Australian researchers have shown that genetic diversity could be the key to survival for food crops in the face of the looming threat of global warming.
In a report published in the "Proceedings of the National Academy of Sciences" (PNAS)," University of Queensland scientists say that wild rice plants in hotter and drier parts of Australia tend to be more genetically diverse.
Professor Robert Henry from the Queensland Alliance for Agriculture and Food Innovation (QAAFI), who led the research team, said there were global implications for this discovery. "This finding will be useful in selecting crop varieties that can cope with a variable and changing climate," he said.
In a study conducted over more than 238 km of remote landscape, researchers from QAAFI and Southern Cross University compared wild cereal relatives growing in Australia with those found in the Fertile Crescent, where agriculture began in the cradle of civilisation.
The Fertile Crescent is a geographical region that stretches more than 2000 km from the Nile in Egypt to the waters of the Persian Gulf in the west.
Already wild barley in the Fertile Crescent has been found to have coped successfully with diverse environmental stress factors.
These include biotic stress (e.g., viral, bacterial and fungal disease) and abiotic stress (e.g., drought, UV radiation, and salinity).

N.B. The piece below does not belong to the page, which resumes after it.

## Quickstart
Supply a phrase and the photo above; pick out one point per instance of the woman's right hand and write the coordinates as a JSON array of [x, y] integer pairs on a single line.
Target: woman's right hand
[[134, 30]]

Such attributes make wild barley an attractive candidate for studying the effects of environmental factors on the emergence of biodiversity, as well as representing a promising source of genetic material for improving the hardiness and economic value of cultivated barley.
In the new paper too it has been stressed, "Increased genetic diversity may be important in allowing plant populations to adapt to greater environmental variation in warmer and drier climatic conditions."